Atal, Greenwood… Le fossé entre discours et recrutement
Alors que le monde du cinéma tente, douloureusement, de se sortir de cet écueil depuis quelques années, celui du football semble s’y précipiter, à contretemps. Un club de Ligue 1, l’Olympique de Marseille enchaîne les pistes douteuses. Cela a commencé avec l’ouverture de discussions avec l’ancien latéral de l’OGC Nice, Youcef Atal, condamné pas plus tard qu’en janvier dernier pour incitation à la haine à raison de la religion, en opposition avec l’image de cosmopolitisme renvoyée par la cité phocéenne et des valeurs d’humanisme qu’on espère être universelles.
Le maire de Marseille en personne, Benoît Payan, a choisi d’interpeller le club. « Il n’y a pas de place pour ce genre de débordement. Que l’on soit juif, musulman, chrétien ou athée, on est tous dans le stade, on a tous la même ferveur. Si on n’a pas ces valeurs alors on a rien à faire sous le maillot de l’OM ». Sous l’effet de la polémique, l’OM a freiné sur ce dossier.

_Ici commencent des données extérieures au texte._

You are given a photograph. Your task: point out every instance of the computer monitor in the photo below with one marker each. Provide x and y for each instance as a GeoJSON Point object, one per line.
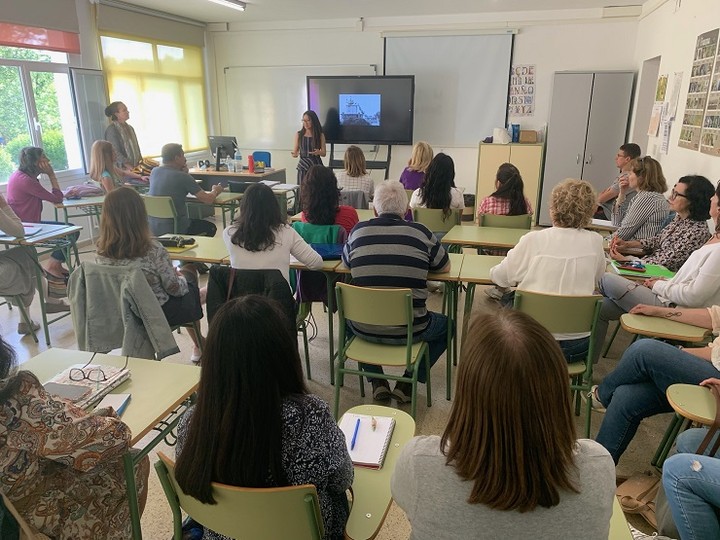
{"type": "Point", "coordinates": [222, 147]}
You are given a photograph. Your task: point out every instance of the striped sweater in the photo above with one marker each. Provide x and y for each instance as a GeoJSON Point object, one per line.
{"type": "Point", "coordinates": [390, 252]}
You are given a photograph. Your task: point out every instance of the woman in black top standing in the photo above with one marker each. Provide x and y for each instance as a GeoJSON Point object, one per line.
{"type": "Point", "coordinates": [309, 144]}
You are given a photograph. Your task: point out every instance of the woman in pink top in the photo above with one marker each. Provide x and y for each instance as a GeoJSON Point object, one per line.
{"type": "Point", "coordinates": [25, 195]}
{"type": "Point", "coordinates": [320, 199]}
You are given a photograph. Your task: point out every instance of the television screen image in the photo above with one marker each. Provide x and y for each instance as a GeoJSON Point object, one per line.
{"type": "Point", "coordinates": [364, 109]}
{"type": "Point", "coordinates": [359, 109]}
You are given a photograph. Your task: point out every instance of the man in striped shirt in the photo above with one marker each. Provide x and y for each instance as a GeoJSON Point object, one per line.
{"type": "Point", "coordinates": [389, 252]}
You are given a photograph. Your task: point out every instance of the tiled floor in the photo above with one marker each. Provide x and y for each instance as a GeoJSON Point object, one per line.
{"type": "Point", "coordinates": [157, 518]}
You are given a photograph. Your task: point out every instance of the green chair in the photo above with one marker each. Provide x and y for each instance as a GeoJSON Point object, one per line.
{"type": "Point", "coordinates": [381, 307]}
{"type": "Point", "coordinates": [523, 221]}
{"type": "Point", "coordinates": [692, 403]}
{"type": "Point", "coordinates": [246, 513]}
{"type": "Point", "coordinates": [162, 208]}
{"type": "Point", "coordinates": [567, 315]}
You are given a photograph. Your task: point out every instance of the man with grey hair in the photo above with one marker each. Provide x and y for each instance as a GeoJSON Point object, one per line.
{"type": "Point", "coordinates": [173, 180]}
{"type": "Point", "coordinates": [388, 251]}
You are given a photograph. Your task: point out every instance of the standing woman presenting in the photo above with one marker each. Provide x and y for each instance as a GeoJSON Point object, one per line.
{"type": "Point", "coordinates": [309, 144]}
{"type": "Point", "coordinates": [122, 136]}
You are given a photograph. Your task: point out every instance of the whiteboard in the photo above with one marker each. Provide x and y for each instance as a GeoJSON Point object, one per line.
{"type": "Point", "coordinates": [265, 103]}
{"type": "Point", "coordinates": [461, 84]}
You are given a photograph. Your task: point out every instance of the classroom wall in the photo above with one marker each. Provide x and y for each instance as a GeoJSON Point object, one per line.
{"type": "Point", "coordinates": [551, 46]}
{"type": "Point", "coordinates": [671, 32]}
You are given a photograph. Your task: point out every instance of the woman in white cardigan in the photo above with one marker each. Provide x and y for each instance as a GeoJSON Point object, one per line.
{"type": "Point", "coordinates": [260, 239]}
{"type": "Point", "coordinates": [564, 259]}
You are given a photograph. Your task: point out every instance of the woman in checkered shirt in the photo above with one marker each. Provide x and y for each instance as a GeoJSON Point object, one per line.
{"type": "Point", "coordinates": [509, 198]}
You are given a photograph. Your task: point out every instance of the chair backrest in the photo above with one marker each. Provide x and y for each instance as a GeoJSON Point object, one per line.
{"type": "Point", "coordinates": [435, 220]}
{"type": "Point", "coordinates": [523, 221]}
{"type": "Point", "coordinates": [247, 513]}
{"type": "Point", "coordinates": [262, 155]}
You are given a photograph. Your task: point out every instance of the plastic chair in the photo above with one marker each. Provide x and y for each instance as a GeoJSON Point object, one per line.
{"type": "Point", "coordinates": [161, 207]}
{"type": "Point", "coordinates": [566, 315]}
{"type": "Point", "coordinates": [523, 221]}
{"type": "Point", "coordinates": [282, 512]}
{"type": "Point", "coordinates": [262, 155]}
{"type": "Point", "coordinates": [381, 307]}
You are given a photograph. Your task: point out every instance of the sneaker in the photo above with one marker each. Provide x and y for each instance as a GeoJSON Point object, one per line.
{"type": "Point", "coordinates": [593, 400]}
{"type": "Point", "coordinates": [381, 389]}
{"type": "Point", "coordinates": [25, 328]}
{"type": "Point", "coordinates": [402, 392]}
{"type": "Point", "coordinates": [496, 293]}
{"type": "Point", "coordinates": [56, 307]}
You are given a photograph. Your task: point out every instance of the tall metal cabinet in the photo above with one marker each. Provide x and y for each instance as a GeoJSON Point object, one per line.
{"type": "Point", "coordinates": [526, 157]}
{"type": "Point", "coordinates": [588, 122]}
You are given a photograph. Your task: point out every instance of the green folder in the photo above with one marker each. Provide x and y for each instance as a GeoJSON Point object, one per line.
{"type": "Point", "coordinates": [651, 271]}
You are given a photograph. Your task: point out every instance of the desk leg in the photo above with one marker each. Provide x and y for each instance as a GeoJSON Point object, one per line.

En revanche, rien ne semble pouvoir ralentir le train Mason Greenwood, et encore moins d’arriver jusqu’à la gare Saint-Charles. En janvier 2022, l’attaquant de Manchester United est arrêté à son domicile, après la publication par sa compagne, Harriet Robson de photos de son visage ensanglanté. Dans la foulée, un enregistrement audio est également publié, dans lequel on entend Mason Greenwood lui imposer une relation sexuelle non consentie. En octobre de la même année, il sera inculpé pour « tentative de viol et coups et blessures volontaires » par la justice britannique, avant un procès… qui n’aura jamais lieu. Ni condamné, ni innocenté, Mason Greenwood voit les charges retenues contre lui tomber, en février 2023, en raison du retrait de témoins-clés. Entretemps, le couple s’est réconcilié et a conçu un enfant pendant que Greenwood était sous contrôle judiciaire. Ce dernier n’a plus disputé la moindre minute avec Manchester United. Le club, après une enquête interne, détermine qu’il serait plus approprié que le joueur qui a « reconnu des erreurs » continue sa carrière loin d’Old Trafford.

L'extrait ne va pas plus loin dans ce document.